Knowledge Graph informed Fake News Classification via Heterogeneous Representation Ensembles
Boshko Koloski, Timen Stepi\v{s}nik-Perdih, Marko, Robnik-\v{S}ikonja, Senja Pollak, Bla\v{z} \v{S}krlj

TL;DR
This paper investigates the use of knowledge graph-based document representations for fake news detection, demonstrating that combining them with contextual models achieves state-of-the-art results in a large-scale evaluation.
Contribution
It introduces novel knowledge graph-based document representation methods and systematically evaluates their effectiveness in fake news classification, achieving competitive and state-of-the-art performance.
Findings
Knowledge graph representations are competitive with traditional methods.
Combining knowledge graph and contextual representations yields state-of-the-art results.
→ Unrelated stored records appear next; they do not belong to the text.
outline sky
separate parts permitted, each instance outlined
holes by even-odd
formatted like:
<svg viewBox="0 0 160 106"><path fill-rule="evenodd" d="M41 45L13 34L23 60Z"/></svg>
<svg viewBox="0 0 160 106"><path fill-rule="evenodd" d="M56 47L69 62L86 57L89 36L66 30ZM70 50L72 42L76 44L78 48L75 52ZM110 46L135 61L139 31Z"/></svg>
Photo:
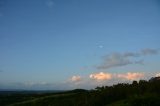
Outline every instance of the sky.
<svg viewBox="0 0 160 106"><path fill-rule="evenodd" d="M0 89L160 76L159 0L0 0Z"/></svg>

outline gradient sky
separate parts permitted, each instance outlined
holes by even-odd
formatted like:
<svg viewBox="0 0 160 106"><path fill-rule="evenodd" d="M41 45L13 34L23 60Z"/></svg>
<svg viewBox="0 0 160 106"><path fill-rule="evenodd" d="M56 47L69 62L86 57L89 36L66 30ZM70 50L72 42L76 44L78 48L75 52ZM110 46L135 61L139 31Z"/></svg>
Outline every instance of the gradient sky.
<svg viewBox="0 0 160 106"><path fill-rule="evenodd" d="M0 89L92 88L98 73L159 73L159 50L159 0L0 0Z"/></svg>

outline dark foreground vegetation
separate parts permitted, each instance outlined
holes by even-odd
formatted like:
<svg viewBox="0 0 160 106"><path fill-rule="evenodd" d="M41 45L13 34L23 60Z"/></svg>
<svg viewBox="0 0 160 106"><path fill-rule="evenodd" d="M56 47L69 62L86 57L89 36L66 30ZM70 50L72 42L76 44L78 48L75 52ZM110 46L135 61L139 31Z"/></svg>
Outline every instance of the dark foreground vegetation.
<svg viewBox="0 0 160 106"><path fill-rule="evenodd" d="M94 90L59 93L3 93L0 106L160 106L160 77Z"/></svg>

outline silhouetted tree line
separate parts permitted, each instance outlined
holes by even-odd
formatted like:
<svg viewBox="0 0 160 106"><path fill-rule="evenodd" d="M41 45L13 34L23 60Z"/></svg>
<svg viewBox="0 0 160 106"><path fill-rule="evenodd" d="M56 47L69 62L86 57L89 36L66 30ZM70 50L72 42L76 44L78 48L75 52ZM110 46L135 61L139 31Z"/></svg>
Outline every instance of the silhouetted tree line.
<svg viewBox="0 0 160 106"><path fill-rule="evenodd" d="M112 106L116 102L114 106L119 106L118 101L123 102L121 106L160 106L160 77L96 87L89 91L75 89L65 92L64 96L48 96L12 106Z"/></svg>

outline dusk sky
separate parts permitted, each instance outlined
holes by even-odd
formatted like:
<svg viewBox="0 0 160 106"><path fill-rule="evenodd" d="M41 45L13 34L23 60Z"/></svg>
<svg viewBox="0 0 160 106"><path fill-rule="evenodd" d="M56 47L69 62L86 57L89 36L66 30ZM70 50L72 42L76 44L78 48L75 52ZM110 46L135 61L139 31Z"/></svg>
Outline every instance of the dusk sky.
<svg viewBox="0 0 160 106"><path fill-rule="evenodd" d="M0 0L0 89L91 89L155 76L159 0Z"/></svg>

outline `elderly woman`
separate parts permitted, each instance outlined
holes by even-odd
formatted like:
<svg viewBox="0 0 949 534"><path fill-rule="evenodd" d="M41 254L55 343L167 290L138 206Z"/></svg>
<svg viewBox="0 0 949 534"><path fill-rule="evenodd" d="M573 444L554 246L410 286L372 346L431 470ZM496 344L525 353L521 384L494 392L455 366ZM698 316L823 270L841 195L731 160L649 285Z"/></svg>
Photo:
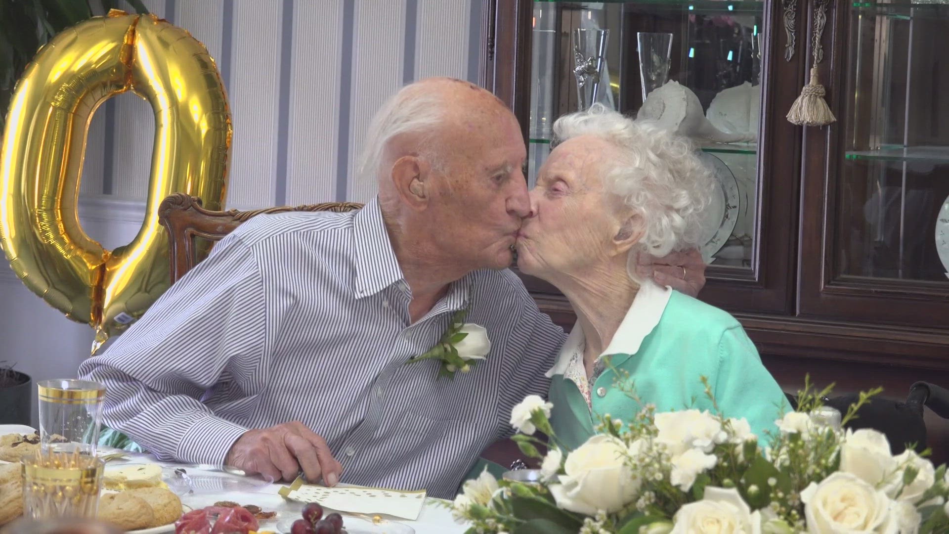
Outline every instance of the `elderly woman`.
<svg viewBox="0 0 949 534"><path fill-rule="evenodd" d="M577 315L548 372L557 436L579 447L598 414L627 419L640 403L712 410L706 376L717 408L764 437L785 397L738 321L637 275L643 255L696 247L710 171L686 140L600 105L560 118L553 133L517 264ZM616 387L627 372L639 401Z"/></svg>

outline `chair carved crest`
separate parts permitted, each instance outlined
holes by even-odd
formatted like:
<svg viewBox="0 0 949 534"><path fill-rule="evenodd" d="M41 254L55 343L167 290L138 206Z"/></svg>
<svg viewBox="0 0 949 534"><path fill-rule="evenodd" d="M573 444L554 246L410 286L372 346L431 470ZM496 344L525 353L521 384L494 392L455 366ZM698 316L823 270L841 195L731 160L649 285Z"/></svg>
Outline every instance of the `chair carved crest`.
<svg viewBox="0 0 949 534"><path fill-rule="evenodd" d="M201 200L197 197L184 193L170 195L158 206L158 222L168 232L172 283L177 281L194 267L197 263L197 257L203 257L207 254L212 244L208 241L218 241L224 238L242 222L246 222L252 217L288 211L347 212L361 207L363 204L356 202L322 202L250 211L233 209L212 211L205 209ZM198 243L195 238L201 238L207 241Z"/></svg>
First large-scale evaluation of knowledge graph use in fake news detection.
Abstract
Increasing amounts of freely available data both in textual and relational form offers exploration of richer document representations, potentially improving the model performance and robustness. An emerging problem in the modern era is fake news detection -- many easily available pieces of information are not necessarily factually correct, and can lead to wrong conclusions or are used for manipulation. In this work we explore how different document representations, ranging from simple symbolic bag-of-words, to contextual, neural language model-based ones can be used for efficient fake news identification. One of the key contributions is a set of novel document representation learning methods based solely on knowledge graphs, i.e. extensive collections of (grounded) subject-predicate-object triplets. We demonstrate that knowledge graph-based representations already achieve competitive…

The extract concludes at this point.